Cerebellar Liponeurocytoma with an Unusually Aggressive Clinical Course: Case Report

Liponeurocytomas are rare cerebellar neoplasms in adults, with benign histological features and a favorable clinical prognosis. Current clinical opinion is based on a total of less than 20 published cases and suggests that gross total resection and long-term follow-up monitoring, with possible additional surgery and radiotherapy for treatment of recurrent tumors, represent the best treatment approach for this relatively benign tumor type.

A 51-year-old Caucasian woman presented with worsening unsteady gait and headaches, suggesting increased intracranial pressure.

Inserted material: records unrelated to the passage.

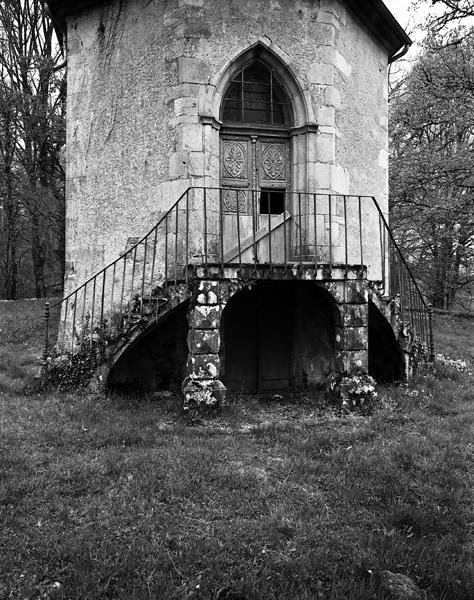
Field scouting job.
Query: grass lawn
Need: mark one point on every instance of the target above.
(108, 498)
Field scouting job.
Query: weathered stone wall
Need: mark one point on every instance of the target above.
(144, 84)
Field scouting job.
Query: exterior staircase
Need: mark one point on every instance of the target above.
(201, 253)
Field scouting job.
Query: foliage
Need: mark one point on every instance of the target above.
(72, 371)
(432, 185)
(117, 498)
(354, 392)
(32, 136)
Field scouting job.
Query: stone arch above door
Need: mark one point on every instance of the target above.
(271, 55)
(302, 131)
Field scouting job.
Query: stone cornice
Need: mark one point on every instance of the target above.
(372, 13)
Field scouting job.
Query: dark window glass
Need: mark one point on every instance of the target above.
(255, 95)
(272, 202)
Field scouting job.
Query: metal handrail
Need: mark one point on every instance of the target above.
(315, 232)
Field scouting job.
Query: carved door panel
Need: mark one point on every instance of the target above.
(254, 178)
(273, 164)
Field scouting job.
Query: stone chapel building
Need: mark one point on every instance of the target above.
(227, 192)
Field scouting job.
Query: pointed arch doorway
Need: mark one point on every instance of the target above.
(255, 174)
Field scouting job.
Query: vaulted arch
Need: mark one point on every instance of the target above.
(273, 58)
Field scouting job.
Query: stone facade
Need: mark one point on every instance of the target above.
(145, 84)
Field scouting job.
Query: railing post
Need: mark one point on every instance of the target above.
(46, 336)
(430, 325)
(346, 250)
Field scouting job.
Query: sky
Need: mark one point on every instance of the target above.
(409, 18)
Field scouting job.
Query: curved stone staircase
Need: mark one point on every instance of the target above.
(185, 257)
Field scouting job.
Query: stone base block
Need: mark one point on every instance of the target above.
(202, 394)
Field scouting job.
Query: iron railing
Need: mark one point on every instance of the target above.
(219, 227)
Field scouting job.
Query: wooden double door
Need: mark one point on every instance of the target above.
(255, 178)
(257, 339)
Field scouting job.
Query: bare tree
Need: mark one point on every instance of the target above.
(33, 93)
(432, 177)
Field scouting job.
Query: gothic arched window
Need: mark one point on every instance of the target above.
(256, 95)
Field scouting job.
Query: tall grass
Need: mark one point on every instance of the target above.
(118, 498)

The patient underwent subtotal resection of a cerebellar liponeurocytoma, followed by fractionated radiotherapy (total dose of 54 Gy). She experienced a local recurrence of the tumor 12 months later and underwent additional surgery for removal of the cerebellar mass. A second recurrent tumor was diagnosed on magnetic resonance imaging scans 3 months later and was surgically resected. The tumor histological findings were consistently devoid of atypical features, apart from leptomeningeal invasion noted in the first surgical specimen.

This unusual case demonstrated an atypical clinical course of a highly aggressive and radiation-resistant tumor, despite the consistent absence of aggressive histological features. Cerebellar liponeurocytomas may not be as benign as the current literature and typical low-grade cytological and histological features suggest.